Dos miradas
-Me cautiva esta imagen de la calle, fragmentada en tres espacios. Algunos enfocados, otros no. Hay como un aura irreal, una atmósfera surrealista que logré con el filtro creativo de la cámara.
-¡Qué coincidencia!, repliqué, sonriente, a lo que se me antojó una lúdica clase de técnica fotográfica, que mi amigo impartía mientras me enseñaba la foto. Habíamos estado de piscos y tapas por el parque Santa Catalina y yo me había pasado un pelín con el vino.
-¿A qué te refieres?, preguntó, mirando a la pantalla de su cámara.
-Pues que tuve la misma impresión que la que tú me acabas de describir, al entrar en la calle y contemplar el ambiente. La misma sensación de irrealidad.

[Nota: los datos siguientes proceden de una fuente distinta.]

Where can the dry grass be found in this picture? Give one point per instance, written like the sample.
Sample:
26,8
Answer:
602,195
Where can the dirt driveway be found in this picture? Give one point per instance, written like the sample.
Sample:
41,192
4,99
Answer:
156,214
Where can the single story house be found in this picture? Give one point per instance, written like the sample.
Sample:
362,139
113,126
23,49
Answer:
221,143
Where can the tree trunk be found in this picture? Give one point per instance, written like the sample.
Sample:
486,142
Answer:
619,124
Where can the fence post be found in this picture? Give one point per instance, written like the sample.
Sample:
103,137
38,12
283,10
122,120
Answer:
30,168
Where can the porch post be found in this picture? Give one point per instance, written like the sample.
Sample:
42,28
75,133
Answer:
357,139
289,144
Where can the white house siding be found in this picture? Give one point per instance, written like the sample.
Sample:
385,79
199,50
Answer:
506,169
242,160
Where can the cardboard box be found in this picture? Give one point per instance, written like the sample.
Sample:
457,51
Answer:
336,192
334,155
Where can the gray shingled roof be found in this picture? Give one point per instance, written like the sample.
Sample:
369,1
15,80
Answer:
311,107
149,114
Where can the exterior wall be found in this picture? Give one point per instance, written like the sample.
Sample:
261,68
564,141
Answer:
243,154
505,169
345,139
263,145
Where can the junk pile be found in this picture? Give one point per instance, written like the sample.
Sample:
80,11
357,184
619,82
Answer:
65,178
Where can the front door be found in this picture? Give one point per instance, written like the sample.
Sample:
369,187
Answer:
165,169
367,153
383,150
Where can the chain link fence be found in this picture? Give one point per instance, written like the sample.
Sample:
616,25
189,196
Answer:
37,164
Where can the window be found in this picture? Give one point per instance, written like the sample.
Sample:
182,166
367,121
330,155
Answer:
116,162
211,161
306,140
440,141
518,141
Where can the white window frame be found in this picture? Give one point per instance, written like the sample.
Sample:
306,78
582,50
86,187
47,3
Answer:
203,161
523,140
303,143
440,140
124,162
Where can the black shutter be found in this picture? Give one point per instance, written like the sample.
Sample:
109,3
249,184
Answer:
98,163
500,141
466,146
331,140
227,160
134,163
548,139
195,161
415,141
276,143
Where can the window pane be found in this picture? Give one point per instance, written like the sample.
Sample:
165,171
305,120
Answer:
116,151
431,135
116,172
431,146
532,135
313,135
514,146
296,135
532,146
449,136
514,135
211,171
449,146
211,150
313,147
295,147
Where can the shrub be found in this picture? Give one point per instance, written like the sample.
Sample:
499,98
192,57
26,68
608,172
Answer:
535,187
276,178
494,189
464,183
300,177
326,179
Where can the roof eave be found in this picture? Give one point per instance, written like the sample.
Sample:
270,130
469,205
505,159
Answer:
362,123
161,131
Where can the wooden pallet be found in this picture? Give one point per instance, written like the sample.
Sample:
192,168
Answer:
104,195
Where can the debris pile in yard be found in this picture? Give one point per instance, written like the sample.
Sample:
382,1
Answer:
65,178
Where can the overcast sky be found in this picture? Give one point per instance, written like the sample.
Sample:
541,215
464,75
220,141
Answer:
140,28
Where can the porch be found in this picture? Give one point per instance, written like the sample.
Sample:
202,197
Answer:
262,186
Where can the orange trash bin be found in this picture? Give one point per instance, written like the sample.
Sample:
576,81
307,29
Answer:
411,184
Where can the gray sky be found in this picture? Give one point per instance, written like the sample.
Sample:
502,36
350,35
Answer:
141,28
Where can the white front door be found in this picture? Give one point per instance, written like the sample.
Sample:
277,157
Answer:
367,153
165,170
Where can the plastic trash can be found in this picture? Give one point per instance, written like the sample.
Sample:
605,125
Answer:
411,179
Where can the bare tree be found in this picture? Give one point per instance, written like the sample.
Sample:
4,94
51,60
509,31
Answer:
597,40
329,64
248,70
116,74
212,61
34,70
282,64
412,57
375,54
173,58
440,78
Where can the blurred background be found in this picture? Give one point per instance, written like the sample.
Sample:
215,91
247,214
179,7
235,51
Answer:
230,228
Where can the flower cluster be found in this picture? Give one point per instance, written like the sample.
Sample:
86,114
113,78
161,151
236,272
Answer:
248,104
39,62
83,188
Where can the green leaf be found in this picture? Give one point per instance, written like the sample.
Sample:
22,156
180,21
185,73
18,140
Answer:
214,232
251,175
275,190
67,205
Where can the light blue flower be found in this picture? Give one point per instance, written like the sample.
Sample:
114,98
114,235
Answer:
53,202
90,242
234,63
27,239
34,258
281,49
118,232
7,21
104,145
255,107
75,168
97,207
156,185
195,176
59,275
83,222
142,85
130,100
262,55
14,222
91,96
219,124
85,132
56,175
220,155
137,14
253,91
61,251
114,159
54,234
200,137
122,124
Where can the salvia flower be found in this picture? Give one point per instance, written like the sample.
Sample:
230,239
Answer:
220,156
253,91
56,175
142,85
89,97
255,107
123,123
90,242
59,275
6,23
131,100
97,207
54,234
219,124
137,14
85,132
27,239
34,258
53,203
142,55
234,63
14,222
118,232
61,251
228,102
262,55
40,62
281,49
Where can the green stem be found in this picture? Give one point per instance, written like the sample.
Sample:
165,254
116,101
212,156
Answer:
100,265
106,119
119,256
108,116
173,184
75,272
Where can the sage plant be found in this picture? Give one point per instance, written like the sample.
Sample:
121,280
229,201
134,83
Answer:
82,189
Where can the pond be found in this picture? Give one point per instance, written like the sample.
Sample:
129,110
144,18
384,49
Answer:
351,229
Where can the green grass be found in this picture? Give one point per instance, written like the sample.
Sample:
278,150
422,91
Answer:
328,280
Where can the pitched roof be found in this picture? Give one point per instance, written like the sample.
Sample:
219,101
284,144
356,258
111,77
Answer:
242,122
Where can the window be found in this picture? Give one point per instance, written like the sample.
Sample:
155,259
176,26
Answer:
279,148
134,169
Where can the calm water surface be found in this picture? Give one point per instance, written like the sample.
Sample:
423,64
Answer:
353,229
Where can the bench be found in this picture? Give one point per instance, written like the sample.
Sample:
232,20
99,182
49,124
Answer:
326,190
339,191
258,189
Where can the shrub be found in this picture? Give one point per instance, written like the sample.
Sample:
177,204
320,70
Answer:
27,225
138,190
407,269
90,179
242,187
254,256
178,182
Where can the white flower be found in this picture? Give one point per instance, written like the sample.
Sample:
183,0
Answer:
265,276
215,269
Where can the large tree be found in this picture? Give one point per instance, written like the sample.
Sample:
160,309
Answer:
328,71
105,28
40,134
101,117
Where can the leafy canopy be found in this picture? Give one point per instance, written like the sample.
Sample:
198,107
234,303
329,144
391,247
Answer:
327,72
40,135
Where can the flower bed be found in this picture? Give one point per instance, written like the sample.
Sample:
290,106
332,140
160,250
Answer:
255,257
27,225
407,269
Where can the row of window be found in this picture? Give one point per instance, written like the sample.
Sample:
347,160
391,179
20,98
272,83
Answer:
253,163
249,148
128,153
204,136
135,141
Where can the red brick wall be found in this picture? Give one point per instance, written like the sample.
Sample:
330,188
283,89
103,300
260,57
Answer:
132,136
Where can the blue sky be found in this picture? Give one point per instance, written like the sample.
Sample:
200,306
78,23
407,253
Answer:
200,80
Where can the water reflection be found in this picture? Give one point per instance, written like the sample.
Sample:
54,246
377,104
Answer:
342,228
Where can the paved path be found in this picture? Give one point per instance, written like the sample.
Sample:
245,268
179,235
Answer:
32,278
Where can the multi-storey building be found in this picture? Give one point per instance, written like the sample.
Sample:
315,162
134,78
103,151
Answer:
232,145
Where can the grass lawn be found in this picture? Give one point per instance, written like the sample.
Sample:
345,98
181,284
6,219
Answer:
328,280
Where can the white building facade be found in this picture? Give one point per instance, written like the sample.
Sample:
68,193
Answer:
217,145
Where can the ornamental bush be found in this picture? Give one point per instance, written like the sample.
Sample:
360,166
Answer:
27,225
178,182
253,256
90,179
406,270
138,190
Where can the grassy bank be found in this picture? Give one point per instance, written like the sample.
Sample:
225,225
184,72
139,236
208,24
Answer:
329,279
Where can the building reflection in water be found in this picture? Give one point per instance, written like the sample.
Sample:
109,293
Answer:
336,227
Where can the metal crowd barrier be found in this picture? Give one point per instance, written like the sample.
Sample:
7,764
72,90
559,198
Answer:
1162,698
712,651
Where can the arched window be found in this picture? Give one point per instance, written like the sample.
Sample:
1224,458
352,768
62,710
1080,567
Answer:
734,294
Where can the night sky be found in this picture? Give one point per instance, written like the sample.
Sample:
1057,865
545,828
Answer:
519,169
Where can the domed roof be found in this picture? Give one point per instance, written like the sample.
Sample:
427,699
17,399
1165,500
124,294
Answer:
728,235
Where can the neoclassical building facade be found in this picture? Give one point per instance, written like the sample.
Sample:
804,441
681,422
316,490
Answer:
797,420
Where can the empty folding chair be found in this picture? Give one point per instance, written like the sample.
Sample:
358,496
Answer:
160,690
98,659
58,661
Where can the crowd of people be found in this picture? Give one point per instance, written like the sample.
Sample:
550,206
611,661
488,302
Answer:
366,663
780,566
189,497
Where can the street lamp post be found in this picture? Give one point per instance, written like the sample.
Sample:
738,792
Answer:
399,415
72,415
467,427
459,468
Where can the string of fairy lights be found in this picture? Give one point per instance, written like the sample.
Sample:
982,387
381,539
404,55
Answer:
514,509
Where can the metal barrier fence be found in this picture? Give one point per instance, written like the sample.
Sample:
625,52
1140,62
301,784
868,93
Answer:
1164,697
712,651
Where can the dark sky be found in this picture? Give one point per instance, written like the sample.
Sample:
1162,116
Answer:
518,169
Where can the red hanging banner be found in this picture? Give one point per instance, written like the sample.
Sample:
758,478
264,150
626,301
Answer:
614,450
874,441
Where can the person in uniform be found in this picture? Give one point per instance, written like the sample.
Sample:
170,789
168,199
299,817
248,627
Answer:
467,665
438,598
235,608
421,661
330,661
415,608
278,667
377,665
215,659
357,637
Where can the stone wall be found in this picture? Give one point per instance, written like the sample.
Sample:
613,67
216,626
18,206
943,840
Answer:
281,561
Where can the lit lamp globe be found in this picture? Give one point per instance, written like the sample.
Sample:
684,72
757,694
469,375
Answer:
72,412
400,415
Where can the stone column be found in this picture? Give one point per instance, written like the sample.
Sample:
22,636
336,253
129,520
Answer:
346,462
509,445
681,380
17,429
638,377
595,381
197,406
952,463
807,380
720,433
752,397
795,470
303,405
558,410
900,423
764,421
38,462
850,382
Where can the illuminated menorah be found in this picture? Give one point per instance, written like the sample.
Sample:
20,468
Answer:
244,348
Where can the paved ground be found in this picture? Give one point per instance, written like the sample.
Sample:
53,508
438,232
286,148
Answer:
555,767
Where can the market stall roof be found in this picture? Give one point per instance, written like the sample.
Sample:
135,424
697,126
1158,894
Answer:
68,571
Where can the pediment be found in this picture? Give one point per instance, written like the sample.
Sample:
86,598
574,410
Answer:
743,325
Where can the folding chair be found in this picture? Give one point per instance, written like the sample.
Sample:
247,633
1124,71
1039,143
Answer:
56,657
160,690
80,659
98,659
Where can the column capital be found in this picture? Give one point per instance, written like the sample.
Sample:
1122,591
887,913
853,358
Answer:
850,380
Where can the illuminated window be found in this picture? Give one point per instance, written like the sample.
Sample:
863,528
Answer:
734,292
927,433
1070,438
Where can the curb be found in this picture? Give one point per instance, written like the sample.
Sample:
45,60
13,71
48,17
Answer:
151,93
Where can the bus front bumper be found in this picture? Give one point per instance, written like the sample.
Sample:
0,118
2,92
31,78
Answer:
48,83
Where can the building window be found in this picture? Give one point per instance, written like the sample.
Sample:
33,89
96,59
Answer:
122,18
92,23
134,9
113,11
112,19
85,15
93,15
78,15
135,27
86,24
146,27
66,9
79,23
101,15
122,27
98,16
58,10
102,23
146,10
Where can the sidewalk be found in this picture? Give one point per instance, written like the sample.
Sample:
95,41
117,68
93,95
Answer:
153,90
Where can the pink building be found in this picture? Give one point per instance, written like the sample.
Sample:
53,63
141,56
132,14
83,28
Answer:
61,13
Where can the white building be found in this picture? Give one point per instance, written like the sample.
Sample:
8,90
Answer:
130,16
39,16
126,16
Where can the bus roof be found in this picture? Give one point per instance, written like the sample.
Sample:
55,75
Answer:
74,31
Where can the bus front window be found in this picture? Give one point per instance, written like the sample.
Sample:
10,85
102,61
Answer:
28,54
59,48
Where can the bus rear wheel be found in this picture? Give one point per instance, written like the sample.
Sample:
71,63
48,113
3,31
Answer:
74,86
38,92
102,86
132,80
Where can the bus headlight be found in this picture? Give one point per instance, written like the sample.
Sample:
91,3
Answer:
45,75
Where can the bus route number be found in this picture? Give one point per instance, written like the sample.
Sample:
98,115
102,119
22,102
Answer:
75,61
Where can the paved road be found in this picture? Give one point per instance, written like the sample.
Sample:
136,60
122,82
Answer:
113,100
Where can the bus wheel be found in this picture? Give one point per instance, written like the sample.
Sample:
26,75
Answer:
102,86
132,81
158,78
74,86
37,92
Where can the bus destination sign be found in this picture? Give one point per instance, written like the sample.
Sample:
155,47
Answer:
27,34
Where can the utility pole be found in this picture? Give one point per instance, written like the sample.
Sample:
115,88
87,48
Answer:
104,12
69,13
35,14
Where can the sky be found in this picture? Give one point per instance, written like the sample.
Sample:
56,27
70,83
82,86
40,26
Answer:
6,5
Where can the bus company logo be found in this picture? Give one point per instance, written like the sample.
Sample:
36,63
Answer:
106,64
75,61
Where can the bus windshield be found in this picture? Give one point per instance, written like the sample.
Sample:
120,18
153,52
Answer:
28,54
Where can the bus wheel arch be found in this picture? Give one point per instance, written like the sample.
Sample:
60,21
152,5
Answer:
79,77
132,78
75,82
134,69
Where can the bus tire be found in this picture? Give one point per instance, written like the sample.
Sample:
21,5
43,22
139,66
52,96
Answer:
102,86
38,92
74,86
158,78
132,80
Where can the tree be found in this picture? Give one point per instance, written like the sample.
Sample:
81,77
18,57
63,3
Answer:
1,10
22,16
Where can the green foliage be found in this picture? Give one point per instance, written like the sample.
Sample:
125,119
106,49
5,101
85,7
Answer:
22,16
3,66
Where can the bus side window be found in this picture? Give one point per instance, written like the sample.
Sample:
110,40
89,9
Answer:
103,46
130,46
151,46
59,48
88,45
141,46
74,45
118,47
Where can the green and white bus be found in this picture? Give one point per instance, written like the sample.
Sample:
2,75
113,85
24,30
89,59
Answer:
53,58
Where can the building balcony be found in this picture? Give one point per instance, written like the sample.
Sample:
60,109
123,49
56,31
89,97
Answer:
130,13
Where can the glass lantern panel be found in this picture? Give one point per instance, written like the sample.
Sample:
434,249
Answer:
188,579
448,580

-¡Qué curioso, no? Parece que ha habido una cierta empatía.
-Total. Y me gusta la idea de que tú llegaste a la imagen gracias a un filtro mágico de la cámara y yo gracias a la magia del vino.
-¡Ooole! ¡Que viva el vino, la fotografía y la calle Ripoche!
¡Sí, señor! ¡Que vivan!
Foto: Saulo Ruiz Díaz.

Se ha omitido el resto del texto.